Popularność zestawu była tak duża, że w 2001 roku firma LEGO zdecydowała się na jego reedycję w formie wydanego w ramach serii Legends zestawu o numerze 10000.
W jakim stanie są klocki?
Ponieważ jak wspomniałem zestaw pochodzi z roku 1986, z całą pewnością był używany i trudno mi określić, ilu mógł mieć wcześniej właścicieli (sam kupiłem go kilka lat temu na aukcji), zdecydowanie nie można powiedzieć, że klocki są w stanie idealnym. Niektóre z nich są trochę odbarwione, gdzieniegdzie widać drobne zadrapania, prawdopodobnie nie wszystkie pochodzą z oryginalnego zestawu i ktoś kiedyś uzupełniał braki klockami z innych źródeł (aczkolwiek, co ważne, wszystkie klocki - zwłaszcza te szare, są w oryginalnej kolorystyce).

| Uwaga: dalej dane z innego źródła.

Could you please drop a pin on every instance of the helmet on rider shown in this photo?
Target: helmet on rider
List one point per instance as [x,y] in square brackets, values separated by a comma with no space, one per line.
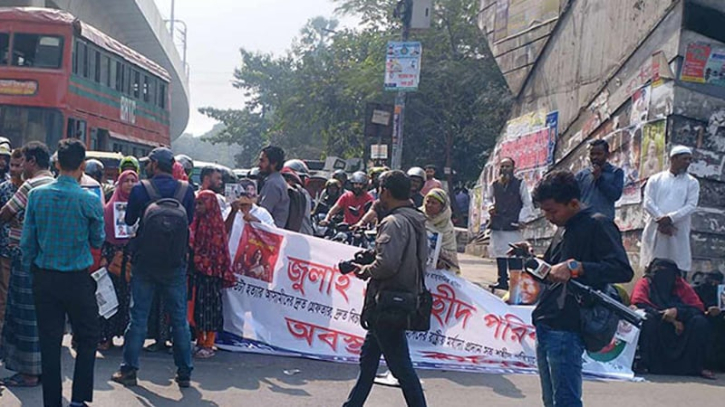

Jednakże z całą odpowiedzialnością mogę napisać, że całość zachowała się w naprawdę bardzo dobrym stanie, o czym świadczy między innymi to, że:
- Nadruki na ścianach, tarczach, główkach i torsach minifigurek oraz na bezcennym szyldzie gospody są w dobrym stanie - nie wypłowiały i nie są powycierane. W najgorszym stanie jest moim zdaniem nadruk na tarczy z lwem, na którym widać niedużą “obcierkę”.
- Wszystkie zaczepy, w tym ten przy siodle oraz te od szyldu są całe - żaden z nich nie jest połamany, klejony itp. Dodatkowo wszystkie szare klocki 1x1 z zaczepami pochodzą “z jednej parafii” (i jest to ich najstarszy rodzaj, taki, jaki faktycznie występował w zestawach LEGO Castle w latach 80. XX w.).
- Żaden klocek nie jest połamany, nie zauważyłem pęknięć (w tym niepopękane są torsy i rączki minifigurek). Nie ma też większych uszkodzeń/wgnieceń/głębokich rys ani większych śladów dziecięcego uzębienia.
- Klocki są czyste.
Mimo tego miejcie świadomość, że licytujecie klocki używane, w dodatku całkiem leciwe!
Zestaw jest oczywiście kompletny i posiada instrukcję. Ta ostatnia jest zresztą jego najsłabszą stroną, ponieważ jeden z poprzednich właścicieli potraktował ją dziurkaczem. Ma też maleńkie naddarcie na krawędzi. Poza tym jednak zachowała się całkiem dobrze - jest kompletna, niepodarta, nieporysowana i niepognieciona. Pudełka niestety nie posiadam.